This morning – 25 people are going to wake up and decide whether to go into Central London to attend a meeting on the impact of the cost of living on pensioner poverty.
I hope that the majority will be brave and make it to our meeting. The people who are suffering most from the current weather conditions are the very people who we will be trying to help.
The financial services industry has a limited part to play in this. The really heavy lifting has to be done by the Department of Work and Pensions, funded by the Treasury. There is much they are doing and more they can do (include learning a little about database management!).
But it’s good that they are working with us towards solutions that we can put in place – to alert pensioners and soon to be pensioners of their right to claim pension credit.
The appetite of some of the leaders of our financial services companies to the invitation to the meeting, will be a good barometer of the potential for change. If today is too hot, so perhaps are the issues with which they must grapple.
As this graph from the ISF shows, absolute poverty levels have been falling in recent years for those who have reached state pension age. But there appears an acute problem for those who reach what used to be considered the normal retirement age (65) and now have to wait two years for their state pension.
In November 2018, State Pension age was 65 for men and women. However, this is gradually increasing and now depends on when you were born.
Bridging the poverty gap in the years running up to the new state pension , The Family Resources Survey, from which these numbers are taken does not take into account capital drawn down from workplace pensions.
I am a firm believer in using money saved for retirement to bridge to the state pension when the alternative is poverty in the years leading up to the State Pension Age.

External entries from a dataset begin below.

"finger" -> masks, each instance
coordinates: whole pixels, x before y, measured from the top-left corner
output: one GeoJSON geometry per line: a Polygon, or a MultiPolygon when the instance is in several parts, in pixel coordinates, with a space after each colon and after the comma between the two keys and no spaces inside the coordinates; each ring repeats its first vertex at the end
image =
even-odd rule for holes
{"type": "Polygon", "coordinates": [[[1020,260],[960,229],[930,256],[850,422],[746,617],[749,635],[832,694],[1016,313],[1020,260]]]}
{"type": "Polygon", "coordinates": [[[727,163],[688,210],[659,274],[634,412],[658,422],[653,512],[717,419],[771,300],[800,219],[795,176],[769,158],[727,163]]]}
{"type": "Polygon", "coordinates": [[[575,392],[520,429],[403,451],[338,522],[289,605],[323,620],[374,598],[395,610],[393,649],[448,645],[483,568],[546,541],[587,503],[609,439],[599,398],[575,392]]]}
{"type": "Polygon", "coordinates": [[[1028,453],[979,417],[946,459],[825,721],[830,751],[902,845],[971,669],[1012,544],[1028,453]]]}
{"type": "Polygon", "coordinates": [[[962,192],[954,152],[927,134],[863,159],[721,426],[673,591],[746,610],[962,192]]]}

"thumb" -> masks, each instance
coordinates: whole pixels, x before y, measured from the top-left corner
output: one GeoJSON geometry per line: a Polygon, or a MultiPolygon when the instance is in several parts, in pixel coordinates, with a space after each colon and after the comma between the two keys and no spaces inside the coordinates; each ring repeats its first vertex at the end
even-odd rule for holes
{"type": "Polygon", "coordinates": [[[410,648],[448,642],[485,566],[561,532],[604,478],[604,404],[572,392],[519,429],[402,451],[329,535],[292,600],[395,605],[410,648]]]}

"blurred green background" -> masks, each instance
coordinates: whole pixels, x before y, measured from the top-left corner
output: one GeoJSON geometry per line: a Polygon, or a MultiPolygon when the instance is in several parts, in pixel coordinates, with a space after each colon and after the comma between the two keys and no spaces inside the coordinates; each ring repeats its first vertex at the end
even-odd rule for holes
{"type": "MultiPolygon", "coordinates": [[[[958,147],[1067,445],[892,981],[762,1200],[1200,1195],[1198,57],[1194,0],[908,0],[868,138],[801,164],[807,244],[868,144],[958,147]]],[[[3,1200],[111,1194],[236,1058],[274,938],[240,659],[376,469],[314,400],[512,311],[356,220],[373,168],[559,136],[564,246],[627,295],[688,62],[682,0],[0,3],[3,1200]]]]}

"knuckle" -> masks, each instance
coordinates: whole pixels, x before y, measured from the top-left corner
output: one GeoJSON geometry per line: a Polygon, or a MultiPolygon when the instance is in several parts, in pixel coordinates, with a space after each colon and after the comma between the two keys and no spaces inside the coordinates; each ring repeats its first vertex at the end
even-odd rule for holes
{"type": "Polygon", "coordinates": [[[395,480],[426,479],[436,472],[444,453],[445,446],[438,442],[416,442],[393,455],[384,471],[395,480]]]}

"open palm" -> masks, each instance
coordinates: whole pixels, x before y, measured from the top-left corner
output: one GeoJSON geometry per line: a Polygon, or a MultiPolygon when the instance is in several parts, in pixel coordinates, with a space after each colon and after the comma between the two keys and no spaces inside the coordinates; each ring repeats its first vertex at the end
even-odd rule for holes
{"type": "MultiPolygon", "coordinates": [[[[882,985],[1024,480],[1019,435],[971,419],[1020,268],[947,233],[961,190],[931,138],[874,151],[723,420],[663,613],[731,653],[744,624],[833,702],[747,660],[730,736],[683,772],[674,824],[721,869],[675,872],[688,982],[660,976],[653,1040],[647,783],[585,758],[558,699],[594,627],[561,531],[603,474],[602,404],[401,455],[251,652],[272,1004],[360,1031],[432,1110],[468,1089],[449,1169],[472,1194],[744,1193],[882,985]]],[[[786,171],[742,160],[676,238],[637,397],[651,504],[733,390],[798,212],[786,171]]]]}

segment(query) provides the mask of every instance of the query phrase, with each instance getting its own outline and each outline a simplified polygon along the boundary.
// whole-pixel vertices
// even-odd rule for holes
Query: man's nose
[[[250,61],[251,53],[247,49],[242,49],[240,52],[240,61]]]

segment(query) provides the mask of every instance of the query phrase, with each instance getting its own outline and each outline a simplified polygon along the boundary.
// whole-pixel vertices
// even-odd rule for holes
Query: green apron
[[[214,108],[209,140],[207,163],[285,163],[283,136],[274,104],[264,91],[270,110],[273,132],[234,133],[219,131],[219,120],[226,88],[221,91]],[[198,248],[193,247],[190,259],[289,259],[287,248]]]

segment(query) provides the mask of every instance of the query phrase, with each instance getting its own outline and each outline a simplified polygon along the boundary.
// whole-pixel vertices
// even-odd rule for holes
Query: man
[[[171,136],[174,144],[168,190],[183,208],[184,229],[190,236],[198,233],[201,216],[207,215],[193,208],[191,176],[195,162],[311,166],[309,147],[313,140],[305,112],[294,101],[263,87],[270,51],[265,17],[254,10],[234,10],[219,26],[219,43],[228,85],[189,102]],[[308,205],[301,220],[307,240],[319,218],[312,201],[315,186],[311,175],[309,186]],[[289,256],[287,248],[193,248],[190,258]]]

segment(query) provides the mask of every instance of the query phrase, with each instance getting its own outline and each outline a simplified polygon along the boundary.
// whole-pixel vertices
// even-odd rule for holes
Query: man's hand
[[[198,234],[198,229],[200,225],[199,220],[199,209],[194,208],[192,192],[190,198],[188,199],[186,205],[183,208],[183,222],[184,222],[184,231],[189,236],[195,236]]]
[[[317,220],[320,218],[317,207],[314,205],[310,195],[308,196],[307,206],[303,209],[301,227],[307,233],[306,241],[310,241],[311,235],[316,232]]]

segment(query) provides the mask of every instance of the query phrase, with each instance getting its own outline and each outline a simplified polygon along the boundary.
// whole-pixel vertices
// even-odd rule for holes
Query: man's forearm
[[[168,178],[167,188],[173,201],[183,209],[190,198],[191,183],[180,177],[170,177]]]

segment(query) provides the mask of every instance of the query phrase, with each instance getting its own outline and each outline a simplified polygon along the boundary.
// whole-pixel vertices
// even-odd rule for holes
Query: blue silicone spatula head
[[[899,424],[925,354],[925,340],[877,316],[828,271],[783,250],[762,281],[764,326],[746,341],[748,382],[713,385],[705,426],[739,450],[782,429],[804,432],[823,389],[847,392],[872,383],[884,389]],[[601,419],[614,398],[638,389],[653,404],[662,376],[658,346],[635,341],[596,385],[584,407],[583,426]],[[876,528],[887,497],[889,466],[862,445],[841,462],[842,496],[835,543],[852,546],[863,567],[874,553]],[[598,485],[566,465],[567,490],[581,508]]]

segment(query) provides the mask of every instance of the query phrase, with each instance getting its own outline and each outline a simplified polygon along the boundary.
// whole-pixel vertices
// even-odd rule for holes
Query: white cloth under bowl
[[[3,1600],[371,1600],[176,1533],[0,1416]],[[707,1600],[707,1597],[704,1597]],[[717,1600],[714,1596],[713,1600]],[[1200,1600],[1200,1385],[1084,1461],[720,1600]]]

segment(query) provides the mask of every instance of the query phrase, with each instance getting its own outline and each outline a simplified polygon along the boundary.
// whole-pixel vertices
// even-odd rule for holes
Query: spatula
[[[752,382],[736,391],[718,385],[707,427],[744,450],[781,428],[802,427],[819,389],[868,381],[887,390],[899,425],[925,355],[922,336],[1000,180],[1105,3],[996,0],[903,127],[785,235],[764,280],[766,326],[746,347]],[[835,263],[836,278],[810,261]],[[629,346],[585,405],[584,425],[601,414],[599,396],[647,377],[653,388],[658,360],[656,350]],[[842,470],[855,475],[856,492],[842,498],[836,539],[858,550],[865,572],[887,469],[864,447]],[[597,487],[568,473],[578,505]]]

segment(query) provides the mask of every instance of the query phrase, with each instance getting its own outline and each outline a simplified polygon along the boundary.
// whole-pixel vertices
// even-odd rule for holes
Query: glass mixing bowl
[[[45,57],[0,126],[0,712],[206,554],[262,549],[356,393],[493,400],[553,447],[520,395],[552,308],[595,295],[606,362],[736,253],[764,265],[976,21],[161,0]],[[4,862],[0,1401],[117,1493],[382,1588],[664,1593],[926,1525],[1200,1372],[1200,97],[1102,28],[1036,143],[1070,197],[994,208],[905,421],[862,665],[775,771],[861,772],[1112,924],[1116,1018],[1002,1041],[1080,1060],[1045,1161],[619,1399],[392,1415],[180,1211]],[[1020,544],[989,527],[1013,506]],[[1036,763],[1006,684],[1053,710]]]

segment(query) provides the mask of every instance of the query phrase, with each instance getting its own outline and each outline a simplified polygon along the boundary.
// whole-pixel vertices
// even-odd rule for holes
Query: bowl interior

But as this chart from the same survey shows, just under half of the UK working population are still not participating in formal retirement savings plans.
And informal saving is little better. Four in ten families had either no savings or investments, or less than £1,500 in savings and investments. A sixth of families had savings and investments of £30,000 or more.
This inequality is not something that the financial services industry can do anything about overnight, nor indeed the Government. But we do need to recognise that the longer that we keep pushing back the 2017 AE reforms and in particular the extension of some form of AE to the self-employed, the more likely we will have persistent problems with pensioner poverty for those in their sixties.
So any commitment from the financial services community to help improve pension credit participation should be matched by the Government in improving participation rates in auto-enrolment.
We’ll see if that equation is made today – I expect the pensions industry to be challenged by Guy Opperman for our commitment and I expect it to politely challenge back. Meeting both challenges is the best hope for those struggling with pensioner poverty today – and tomorrow.
We can no more deny the need for action on pension credit than we can deny the impact of climate change on our lives.